Свадьба была скромная, с двумя друзьями мужа мы все пошли в загс в форме, встали за перила перед клерком за столом, передали ему документы, он все это записал, отдал нам и вот и все. Потом мы устроили небольшую вечеринку с тортом в отеле моего мужа. А через четыре года родился Ярек (...).
Софья была одной из первых — и долгое время последней — женщин, принятых в армию авиаторами.
Я тренировался еще в университете курсантом, заместителем инструктора. Позже, после повышения, у меня были свои группы из семи-девяти учеников, и в течение 12 лет я был инструктором в Школе орлят в Демблине. Я не знаю, сколько авиаторов я подготовил (…).
Я так хотел летать на истребителях, мечтал о реактивных самолетах. Яреку было уже пять лет, когда мы с мужем поехали к командующему ВВС в Варшаву на собеседование, чтобы он разрешил мне тренироваться на реактивных самолетах.
Однажды друг взял меня на рейс в Лим на Спарке. Так называли двухместные истребители, сокращенно от русского слова «спаренный». Я держал штурвал, летать было здорово, и я был уверен, что со мной все будет в порядке. Функцию командующего ВВС тогда выполнял генерал Пиль. Ян Фрей-Белецкий, первый поляк, занявший эту должность после войны. Я взяла мужа на собеседование, чтобы избежать вопросов о том, что сказала семья и согласен ли он.
К сожалению, оказалось, что этот стеклянный потолок где-то существовал. И это была реактивная авиация. Не для женщин. Теперь я думаю, что эти люди немного завидовали своим званиям и статусу пилотов реактивных истребителей. Почему мы, женщины, все еще туда лезем? (…)
Самый тяжелый полет
Наконец, в 1963 году я прошел подготовку по управлению вертолетами и стал командиром эскадрильи недавно созданного 56-го вертолетного полка в Иновроцлаве. Муж стал первым командиром полка. (...) С 1971 года я служил в 37-м полку транспортных вертолетов в Лежнице-Вельке возле Ленчицы. Это была повседневная служба авиатора, учения, задания в воздухе, испытательные полеты, полеты на полигон. (...) И в таких обстоятельствах мне предстоял полет, который, как я думал, будет последним.

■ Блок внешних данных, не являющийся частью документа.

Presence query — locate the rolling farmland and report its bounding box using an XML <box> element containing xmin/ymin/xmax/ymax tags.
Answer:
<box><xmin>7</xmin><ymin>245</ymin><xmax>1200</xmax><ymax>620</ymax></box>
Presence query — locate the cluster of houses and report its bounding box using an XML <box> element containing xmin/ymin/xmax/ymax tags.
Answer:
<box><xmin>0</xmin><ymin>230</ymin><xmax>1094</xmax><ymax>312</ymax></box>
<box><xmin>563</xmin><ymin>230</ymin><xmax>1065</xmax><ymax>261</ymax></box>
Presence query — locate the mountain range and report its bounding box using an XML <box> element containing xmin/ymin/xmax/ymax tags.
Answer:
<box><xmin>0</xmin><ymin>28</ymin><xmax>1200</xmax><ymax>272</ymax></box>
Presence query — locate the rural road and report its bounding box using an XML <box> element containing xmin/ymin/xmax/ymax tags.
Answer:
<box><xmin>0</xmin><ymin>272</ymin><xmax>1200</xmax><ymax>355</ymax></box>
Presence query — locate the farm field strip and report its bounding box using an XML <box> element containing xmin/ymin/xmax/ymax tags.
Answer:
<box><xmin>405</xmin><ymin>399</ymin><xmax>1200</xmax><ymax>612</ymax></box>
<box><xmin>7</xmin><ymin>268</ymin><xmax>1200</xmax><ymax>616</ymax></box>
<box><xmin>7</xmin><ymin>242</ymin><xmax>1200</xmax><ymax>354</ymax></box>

Я летел вместе с командиром эскадрильи, которым управлял, поэтому сидел на правом сиденье. Это был полет в облаках. (...) Внезапно, примерно через 100 метров, инструменты начали вращаться. Буквально. Скорость падала с такой скоростью, что стрелка спидометра зашкаливала, появился некоторый крен, видно было, что происходит что-то серьезное (...).

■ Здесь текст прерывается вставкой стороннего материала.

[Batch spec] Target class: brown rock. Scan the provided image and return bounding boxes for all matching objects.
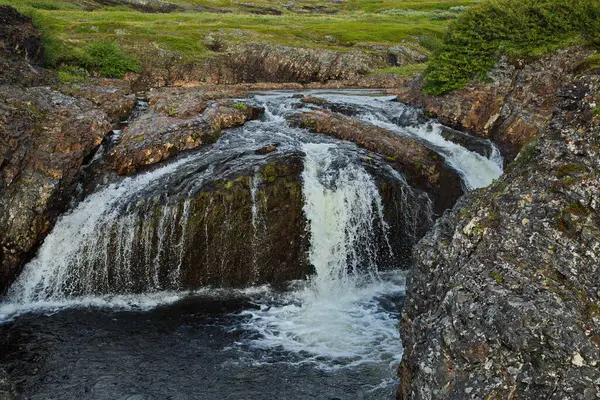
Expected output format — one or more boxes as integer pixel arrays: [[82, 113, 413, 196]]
[[0, 6, 58, 86], [0, 86, 111, 290], [398, 47, 591, 163], [291, 110, 462, 212], [300, 96, 327, 106], [60, 79, 137, 122], [255, 144, 277, 156], [108, 89, 264, 175]]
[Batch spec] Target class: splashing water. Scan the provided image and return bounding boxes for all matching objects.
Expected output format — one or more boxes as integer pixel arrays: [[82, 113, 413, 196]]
[[243, 144, 404, 383]]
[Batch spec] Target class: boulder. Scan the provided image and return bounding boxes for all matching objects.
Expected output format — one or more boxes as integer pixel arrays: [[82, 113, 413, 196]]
[[398, 47, 592, 163], [398, 76, 600, 400], [0, 86, 111, 290], [60, 79, 137, 123], [108, 89, 264, 175], [0, 6, 58, 86]]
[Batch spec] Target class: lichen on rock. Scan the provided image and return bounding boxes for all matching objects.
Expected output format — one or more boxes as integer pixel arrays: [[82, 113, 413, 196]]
[[398, 76, 600, 400]]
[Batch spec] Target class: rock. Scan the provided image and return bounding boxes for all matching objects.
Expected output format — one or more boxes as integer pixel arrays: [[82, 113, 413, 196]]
[[255, 144, 277, 156], [398, 76, 600, 400], [0, 6, 58, 86], [398, 47, 592, 163], [300, 96, 328, 106], [108, 89, 264, 175], [0, 6, 44, 65], [442, 127, 492, 158], [60, 79, 137, 123], [134, 43, 382, 88], [290, 110, 463, 212], [0, 368, 20, 400], [0, 86, 111, 291]]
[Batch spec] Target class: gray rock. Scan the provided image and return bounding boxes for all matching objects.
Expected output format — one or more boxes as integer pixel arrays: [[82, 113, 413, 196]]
[[398, 76, 600, 400]]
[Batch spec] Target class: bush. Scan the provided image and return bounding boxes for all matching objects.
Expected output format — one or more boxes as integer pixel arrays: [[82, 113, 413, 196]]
[[423, 0, 600, 95], [81, 40, 139, 78]]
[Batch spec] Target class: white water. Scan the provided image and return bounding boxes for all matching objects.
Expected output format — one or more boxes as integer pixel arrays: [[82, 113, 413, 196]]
[[245, 144, 404, 379], [0, 93, 502, 394]]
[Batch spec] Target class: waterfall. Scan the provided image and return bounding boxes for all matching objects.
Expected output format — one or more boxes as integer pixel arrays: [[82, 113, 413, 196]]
[[243, 143, 410, 372], [302, 144, 392, 295]]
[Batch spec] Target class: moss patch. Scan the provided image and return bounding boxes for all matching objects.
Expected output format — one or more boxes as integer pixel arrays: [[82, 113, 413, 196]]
[[423, 0, 600, 95]]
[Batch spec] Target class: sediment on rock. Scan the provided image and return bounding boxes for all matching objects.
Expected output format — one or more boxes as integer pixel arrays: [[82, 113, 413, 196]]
[[290, 110, 463, 213], [398, 47, 593, 164], [398, 76, 600, 400], [108, 89, 264, 175]]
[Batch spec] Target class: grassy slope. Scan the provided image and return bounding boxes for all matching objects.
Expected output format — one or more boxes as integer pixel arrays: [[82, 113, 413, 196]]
[[0, 0, 476, 78], [424, 0, 600, 95]]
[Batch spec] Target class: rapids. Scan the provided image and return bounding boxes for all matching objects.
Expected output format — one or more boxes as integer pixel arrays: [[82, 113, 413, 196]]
[[0, 91, 502, 399]]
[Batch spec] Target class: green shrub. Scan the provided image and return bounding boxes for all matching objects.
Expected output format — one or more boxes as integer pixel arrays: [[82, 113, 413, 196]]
[[80, 40, 139, 78], [423, 0, 600, 95], [56, 64, 90, 83]]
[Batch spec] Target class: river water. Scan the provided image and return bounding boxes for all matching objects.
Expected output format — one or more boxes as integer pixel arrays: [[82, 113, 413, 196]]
[[0, 91, 502, 400]]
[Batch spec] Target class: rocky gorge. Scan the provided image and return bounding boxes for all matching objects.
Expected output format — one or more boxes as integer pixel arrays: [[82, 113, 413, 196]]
[[0, 3, 600, 399]]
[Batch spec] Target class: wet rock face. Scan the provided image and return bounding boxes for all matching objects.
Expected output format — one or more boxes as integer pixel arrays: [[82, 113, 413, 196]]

Кое-как мы вели вертолет поворотами и поворотами, и наконец приборы начали что-то показывать, но правильно ли это было неизвестно. Я уже подумал:«Ну, Зоська, это будет конец, потому что если ты вылетишь с таким креном и носом вниз на 100 метрах, это может быть не интересно».
Обучение пилотов в 1970-е годы.
Нам пришлось снизиться, потому что мы все время рулили, чтобы сохранить скорость. А на высоте 100 метров шансов, что машину удастся сдвинуть с места, мало. Мы прорвались сквозь облака и, к счастью, вышли с довольно большим левым берегом, но при видимой земле можно было контратаковать и приземлиться. Мы приземлились.
Оказалось, что неисправен двигатель, не позволяющий сдвинуть рычаг прыжка. Позже выяснилось, что подобный случай был и у других пилотов, но не в облаках и подробно не сообщал. Я после всего этого пошел на командный пункт, и мне руководитель полета говорит:"Ты бледный" . Он бы тогда как будто летал с нами.
После таких сложных ситуаций воздушные парады, требующие концентрации и координации десятков машин, кажутся простыми. Я возглавил группу вертолетов Ми-8 на параде над Варшавой. Он был организован в 1974 году по случаю 30-летия Польской Народной Республики и стал вторым по величине парадом в истории Польши и последним до сегодняшнего дня.
Вскоре я ушел из армии и ушел в запас. Это был 1979 год. Именно тогда я совершил свой последний полет в качестве пилота. Мне не хватило полетов. Я только что достиг законного 30-летнего срока службы.
Источник:
Текст представляет собой отрывок из книги Анны Рудницкой-Литвинек «Девочки на крыльях. Польские авиаторы, покорившие небо», которая только что вышла в издательстве «Знак Горизонт».